Hopefully this week of excellent whitewater will hold them over for the last few months of winter until the rivers around Colorado start flowing again.




Our 2nd group of paddlers was a group of friends from Colorado, Washington, and North Carolina. They were an odd mixture of fellows, but you pretty much couldn’t help but laugh whenever they started talking. This crew hit the Quijos, Misahualli, Cosanga, and Oyacachi. They decided that they were up for a bit of sweating and suffering in the jungle so we decided to do the Lower Misahualli. It is an outstanding big water play run in the middle of the jungle; the only trouble is there is a fairly obnoxious portage in the middle of the run. With a little trial and error we figured out a great system for lining our kayaks down the rapid and so got to do the slog through the jungle empty handed.



Although we kind of feel like we cheated them out of their full allotment of suffering, hiking the portage trail empty handed is a heck of a lot nicer than lining 7 kayaks up and down cliffs through slippery Amazonian mud. Our reward of running Land of the Giants afterward was sweet nonetheless.




Other than that, we did a little creeking and discovered some great new play waves on the Quijos River. There are 3 new play waves on the Bom Bon section this year. Ranging from a somewhat thumpy breaking wave/hole to a beautiful breaking wave that is perfect for blunting, these waves offer something for everyone. George (George #2 from North Carolina) got the best blunts of the week, and we were all grinning ear to ear after one last play session before heading back to Quito.

Monday, January 22, 2007

SMALL WORLD ADVENTURES: LAST TRIP OF 2006.

SWA rung in the New Year with a great class III/IV trip. From December 30th, 2006 to Jan. 6th 2007 this lucky group got to paddle 2 years in a row in Ecuador. This crew from Oregon and Germany had great water levels and were able to get on some of the classic class III and IV runs in Ecuador.


With a combination of surfing big waves and running tight, technical creeks, they had both a great end to 2006, and a great beginning to 2007.








They also had the opportunity to be a part of a unique Ecuadorian New Year celebration—burning the muneca. A muneca is literally a doll or a mannequin, but on New Year’s Eve it takes on special meaning.

Each group of friends builds their own life size muneca to the likeness of something or someone they want to see go with the old year. In our time down here, we have seen everything from a smoking muneca for someone who wants to quit, to George W. Bush (I guess they wanted him to quit).

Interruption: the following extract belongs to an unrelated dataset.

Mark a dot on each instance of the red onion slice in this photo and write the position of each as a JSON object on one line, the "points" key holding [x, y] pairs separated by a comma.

Then, as the New Year’s celebrations heat up, people light their munecas on fire, to burn down the old and the unwanted and bring in a new year full of promise. This year the SWA crew built a mannequin of a kayaker, an old school kayaker. The crew stood in the driveway of our lodge as the old schooler left with 2006. I’m not sure how rad or new school any of us were the next day, but we all did go kayaking, and, really, is there any better way to start a new year?